In response to the rising cost of waterfront property and the expansion of southern Ontario’s “cottage country,” trailers are appearing throughout rural northern Ontario. Many towns and townships are now enacting bylaws to regulate the location, environmental impact, and permit fees associated with trailers. Sables-Spanish River, a municipality on the north shore of Lake Huron, is proposing a bylaw that would charge $700 per year for setting up a trailer on vacant land. The bylaw has been met with mixed reactions and concerns about constitutionality.

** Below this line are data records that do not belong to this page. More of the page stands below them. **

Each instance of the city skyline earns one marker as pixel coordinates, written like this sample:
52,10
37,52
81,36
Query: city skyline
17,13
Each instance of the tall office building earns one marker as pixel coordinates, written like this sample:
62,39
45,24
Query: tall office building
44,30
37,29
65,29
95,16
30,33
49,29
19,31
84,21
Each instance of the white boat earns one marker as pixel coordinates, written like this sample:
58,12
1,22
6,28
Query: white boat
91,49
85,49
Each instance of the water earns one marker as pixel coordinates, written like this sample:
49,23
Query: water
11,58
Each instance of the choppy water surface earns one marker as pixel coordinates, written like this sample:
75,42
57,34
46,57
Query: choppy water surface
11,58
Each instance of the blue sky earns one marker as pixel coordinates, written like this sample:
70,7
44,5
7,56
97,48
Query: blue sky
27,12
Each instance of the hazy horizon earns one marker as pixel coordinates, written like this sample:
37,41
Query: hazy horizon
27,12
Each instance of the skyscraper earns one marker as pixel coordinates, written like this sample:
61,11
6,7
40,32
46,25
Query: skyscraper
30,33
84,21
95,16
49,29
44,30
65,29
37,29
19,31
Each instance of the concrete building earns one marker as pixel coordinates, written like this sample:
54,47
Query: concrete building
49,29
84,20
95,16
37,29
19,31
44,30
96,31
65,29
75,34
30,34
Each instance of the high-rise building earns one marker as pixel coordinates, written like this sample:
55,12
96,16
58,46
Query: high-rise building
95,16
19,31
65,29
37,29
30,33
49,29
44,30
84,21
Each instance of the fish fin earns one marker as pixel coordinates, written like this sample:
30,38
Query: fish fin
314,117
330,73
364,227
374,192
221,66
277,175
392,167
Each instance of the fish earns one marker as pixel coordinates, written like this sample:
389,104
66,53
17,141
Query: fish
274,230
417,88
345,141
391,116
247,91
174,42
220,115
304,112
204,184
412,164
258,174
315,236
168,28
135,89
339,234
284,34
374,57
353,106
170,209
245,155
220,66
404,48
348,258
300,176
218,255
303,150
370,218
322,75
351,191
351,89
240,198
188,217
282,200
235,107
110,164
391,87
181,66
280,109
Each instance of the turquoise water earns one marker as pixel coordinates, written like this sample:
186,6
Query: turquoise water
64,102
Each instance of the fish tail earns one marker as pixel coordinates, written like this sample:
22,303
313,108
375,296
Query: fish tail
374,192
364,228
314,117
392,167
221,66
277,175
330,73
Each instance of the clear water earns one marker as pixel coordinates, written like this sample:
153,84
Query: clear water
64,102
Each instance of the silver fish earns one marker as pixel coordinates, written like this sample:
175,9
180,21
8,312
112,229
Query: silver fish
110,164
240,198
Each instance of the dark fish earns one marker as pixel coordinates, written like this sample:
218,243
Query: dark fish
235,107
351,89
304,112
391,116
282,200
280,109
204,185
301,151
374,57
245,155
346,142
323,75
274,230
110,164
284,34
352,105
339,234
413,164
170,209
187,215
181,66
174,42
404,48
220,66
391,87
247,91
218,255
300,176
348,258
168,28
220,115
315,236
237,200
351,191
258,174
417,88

Mayor Kevin Burke says that the bylaw is up for a final reading, but could be amended or sent to a community committee for review. He emphasizes the need for regulation, as the trailer situation is expected to worsen. According to Burke, true growth involves building homes and increasing the tax base, rather than filling townships with transient trailers.

Other towns in northern Ontario have experienced similar debates over trailer bylaws. French River, for instance, has a bylaw limiting homeowners to one trailer, provided they obtain a $400 permit and pass inspections for septic systems and greywater disposal. The bylaw has been appealed to the Ontario Land Tribunal, with opponents concerned about potential large-scale developments of house-like trailers.

In Machar Township, camp owner Judy Luffman has been advocating for more trailers to be allowed, arguing that it benefits the community and local businesses. However, she has faced resistance from the local council. As a result, the regulation of trailers remains a contentious issue in northern Ontario.